Meredith Klein of Meredith and the Media spoke with Oyin Adedoyin, personal finance reporter at The Wall Street Journal, about her career.
Here is an excerpt:
- As a personal finance reporter at The Wall Street Journal, can you share more about your beat’s scope and what types of personal finance stories you cover?
- When I was first hired at The Wall Street Journal, I was hired as a personal finance reporting fellow, and my general directive was to write about young people and money. I was pivoting from reporting on higher education to personal finance, which are very different worlds.
- I thought, “All right, I know higher education, I know young people: I’m trying to bridge that gap and figure out how personal finance relates to all of this.” A lot of the stories that I was naturally drawn to—and still continue to write—have to do with access to education. College is one of the biggest financial hurdles that somebody is going to have to pay for in their lifetime.

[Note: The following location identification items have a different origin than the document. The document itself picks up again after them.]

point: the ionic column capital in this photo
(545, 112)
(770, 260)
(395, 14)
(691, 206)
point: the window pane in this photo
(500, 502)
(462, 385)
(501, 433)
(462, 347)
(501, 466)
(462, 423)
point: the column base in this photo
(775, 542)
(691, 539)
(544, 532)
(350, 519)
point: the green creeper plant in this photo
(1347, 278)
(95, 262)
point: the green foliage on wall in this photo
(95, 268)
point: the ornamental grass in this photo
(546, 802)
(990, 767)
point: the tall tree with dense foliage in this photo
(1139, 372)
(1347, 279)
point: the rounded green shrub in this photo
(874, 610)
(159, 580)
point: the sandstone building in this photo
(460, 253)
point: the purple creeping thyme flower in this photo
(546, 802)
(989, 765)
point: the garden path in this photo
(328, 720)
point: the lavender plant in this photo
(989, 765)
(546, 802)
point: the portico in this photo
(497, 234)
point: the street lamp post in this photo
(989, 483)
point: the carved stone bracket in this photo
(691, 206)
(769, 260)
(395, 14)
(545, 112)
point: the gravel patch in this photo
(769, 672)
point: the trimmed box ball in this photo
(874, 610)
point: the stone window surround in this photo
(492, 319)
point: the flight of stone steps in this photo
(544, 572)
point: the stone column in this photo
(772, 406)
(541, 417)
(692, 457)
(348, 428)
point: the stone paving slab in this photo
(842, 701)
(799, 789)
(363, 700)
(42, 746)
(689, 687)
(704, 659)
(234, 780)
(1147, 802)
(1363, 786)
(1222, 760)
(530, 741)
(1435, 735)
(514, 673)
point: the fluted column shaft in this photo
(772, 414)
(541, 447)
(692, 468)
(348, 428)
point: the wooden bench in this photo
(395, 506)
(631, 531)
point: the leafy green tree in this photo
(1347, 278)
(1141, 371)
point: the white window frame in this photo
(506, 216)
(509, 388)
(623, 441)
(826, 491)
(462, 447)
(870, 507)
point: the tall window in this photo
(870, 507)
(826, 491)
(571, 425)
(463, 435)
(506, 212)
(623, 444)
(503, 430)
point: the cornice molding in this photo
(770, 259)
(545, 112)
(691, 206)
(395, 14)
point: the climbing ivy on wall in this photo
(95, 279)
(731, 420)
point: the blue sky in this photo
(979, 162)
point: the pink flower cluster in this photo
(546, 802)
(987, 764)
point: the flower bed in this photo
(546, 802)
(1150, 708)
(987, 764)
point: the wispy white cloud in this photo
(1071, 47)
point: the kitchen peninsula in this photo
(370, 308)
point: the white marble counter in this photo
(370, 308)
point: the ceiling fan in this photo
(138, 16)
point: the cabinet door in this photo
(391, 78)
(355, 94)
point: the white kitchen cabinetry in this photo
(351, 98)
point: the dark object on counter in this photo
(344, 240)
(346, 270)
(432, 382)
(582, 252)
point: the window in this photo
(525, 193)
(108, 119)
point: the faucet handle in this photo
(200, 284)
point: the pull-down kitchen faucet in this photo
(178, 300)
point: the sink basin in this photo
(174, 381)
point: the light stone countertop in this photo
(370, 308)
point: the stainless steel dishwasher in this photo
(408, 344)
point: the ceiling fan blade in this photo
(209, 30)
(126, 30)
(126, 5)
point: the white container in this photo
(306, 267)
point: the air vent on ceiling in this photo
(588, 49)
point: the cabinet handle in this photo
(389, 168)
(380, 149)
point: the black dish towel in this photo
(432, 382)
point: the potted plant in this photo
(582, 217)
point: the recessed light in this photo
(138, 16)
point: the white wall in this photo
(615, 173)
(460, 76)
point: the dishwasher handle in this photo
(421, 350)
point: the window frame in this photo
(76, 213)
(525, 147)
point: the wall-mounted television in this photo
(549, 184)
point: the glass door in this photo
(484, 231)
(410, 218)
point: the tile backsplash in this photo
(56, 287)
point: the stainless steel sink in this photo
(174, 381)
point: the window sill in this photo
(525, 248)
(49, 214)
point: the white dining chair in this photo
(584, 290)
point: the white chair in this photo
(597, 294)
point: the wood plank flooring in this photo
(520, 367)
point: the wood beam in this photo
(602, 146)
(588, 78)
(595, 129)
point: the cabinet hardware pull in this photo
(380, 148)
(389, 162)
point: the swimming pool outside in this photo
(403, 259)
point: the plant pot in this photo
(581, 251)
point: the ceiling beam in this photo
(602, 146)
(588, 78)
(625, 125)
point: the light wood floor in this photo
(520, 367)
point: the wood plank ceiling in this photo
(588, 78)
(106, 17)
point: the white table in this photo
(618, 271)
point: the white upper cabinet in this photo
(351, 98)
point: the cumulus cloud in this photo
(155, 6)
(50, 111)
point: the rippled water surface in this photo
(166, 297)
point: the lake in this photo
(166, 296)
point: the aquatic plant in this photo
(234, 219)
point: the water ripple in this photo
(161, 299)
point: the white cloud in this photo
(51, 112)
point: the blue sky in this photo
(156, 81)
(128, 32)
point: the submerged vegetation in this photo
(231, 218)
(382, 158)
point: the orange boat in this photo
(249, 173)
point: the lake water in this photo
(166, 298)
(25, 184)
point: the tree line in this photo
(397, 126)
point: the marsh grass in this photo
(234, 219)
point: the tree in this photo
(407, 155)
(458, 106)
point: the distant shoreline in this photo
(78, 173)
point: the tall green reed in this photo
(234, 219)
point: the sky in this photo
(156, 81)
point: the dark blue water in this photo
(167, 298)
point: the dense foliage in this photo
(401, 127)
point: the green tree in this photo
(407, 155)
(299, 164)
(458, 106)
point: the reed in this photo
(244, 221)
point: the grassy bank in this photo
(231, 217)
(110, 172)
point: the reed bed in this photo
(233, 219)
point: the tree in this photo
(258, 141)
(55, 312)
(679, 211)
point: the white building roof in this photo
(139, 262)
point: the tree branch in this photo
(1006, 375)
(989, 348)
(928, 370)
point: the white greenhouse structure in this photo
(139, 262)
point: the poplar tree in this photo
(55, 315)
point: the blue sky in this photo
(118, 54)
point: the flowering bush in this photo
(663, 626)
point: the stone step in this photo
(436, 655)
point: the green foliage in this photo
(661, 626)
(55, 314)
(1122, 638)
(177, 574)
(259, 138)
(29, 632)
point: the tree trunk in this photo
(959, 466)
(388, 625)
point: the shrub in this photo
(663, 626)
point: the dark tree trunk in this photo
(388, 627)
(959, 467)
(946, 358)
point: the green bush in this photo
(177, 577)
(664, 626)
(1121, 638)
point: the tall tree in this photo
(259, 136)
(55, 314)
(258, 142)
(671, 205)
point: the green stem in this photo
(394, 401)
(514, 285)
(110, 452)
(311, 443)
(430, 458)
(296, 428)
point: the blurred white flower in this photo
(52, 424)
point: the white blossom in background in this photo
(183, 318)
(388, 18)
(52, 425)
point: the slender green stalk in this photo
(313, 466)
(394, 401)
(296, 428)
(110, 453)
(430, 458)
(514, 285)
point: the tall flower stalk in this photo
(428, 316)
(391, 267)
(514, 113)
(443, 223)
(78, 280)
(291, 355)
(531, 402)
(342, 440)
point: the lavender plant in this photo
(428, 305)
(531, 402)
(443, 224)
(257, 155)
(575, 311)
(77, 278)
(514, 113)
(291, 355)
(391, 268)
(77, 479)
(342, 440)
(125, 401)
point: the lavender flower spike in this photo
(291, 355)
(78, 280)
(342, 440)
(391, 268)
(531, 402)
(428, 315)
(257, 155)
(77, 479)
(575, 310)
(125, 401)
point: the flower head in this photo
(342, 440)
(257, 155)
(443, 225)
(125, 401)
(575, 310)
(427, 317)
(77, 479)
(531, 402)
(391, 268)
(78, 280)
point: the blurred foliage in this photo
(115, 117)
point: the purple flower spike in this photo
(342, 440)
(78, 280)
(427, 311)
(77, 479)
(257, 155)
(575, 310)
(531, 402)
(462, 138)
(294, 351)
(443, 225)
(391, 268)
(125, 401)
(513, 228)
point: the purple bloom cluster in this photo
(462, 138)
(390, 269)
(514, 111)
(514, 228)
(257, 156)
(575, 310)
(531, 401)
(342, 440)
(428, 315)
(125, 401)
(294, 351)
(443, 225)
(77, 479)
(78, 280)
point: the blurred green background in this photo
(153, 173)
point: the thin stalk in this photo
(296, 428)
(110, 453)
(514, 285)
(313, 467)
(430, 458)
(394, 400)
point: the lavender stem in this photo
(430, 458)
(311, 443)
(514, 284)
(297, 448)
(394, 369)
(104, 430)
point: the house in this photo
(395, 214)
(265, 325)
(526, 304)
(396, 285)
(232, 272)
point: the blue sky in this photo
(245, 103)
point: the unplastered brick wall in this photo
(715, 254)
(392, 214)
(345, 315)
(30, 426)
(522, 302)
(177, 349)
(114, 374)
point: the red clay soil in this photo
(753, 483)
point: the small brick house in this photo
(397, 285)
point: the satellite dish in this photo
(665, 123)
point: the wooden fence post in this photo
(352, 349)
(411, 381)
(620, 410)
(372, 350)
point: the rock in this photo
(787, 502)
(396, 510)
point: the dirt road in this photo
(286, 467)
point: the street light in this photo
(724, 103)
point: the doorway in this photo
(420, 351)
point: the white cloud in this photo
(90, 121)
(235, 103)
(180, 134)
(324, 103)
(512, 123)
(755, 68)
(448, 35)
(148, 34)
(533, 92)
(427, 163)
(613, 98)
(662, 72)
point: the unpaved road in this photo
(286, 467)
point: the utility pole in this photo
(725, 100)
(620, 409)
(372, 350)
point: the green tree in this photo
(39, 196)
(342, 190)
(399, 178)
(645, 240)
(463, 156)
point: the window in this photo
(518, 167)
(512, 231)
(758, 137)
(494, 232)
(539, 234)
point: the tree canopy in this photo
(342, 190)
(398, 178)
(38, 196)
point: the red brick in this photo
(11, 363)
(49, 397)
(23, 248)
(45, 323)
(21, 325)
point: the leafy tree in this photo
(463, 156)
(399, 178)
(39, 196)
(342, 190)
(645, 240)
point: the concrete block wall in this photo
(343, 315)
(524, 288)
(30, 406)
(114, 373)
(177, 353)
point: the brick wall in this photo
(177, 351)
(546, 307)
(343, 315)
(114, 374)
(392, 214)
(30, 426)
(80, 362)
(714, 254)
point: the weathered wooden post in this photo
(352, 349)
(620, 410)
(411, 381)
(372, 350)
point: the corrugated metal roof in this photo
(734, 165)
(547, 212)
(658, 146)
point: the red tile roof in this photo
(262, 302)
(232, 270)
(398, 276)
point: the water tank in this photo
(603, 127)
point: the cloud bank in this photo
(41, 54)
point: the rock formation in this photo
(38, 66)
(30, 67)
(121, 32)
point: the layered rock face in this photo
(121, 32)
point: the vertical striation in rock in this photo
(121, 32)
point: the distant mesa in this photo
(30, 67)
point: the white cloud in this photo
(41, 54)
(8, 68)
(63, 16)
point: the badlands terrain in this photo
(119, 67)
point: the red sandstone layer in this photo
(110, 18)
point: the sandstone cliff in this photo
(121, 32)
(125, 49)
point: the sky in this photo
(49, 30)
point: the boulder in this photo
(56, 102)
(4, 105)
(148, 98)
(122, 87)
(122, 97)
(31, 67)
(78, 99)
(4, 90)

- A lot of my beat focuses on that: How are people paying for college? What’s going on with the financial aid system? How are people now dealing with their student loans? But then also as young adults: How are people planting roots or creating their young adult life? Are they going about it in a different way than maybe other generations had? That’s the scope of what I like to cover.
- And then I’ve got other things I end up writing about because I’m interested in them. Like coins, physical money. I’m fascinated with the world of physical money, because nowadays, we pay for everything digitally.
- It’s created this weird relationship that we have now with physical money, where it doesn’t feel real. The government decided to stop minting new pennies earlier this year, and I was able to break that story because I have this really random interest in coins and physical money.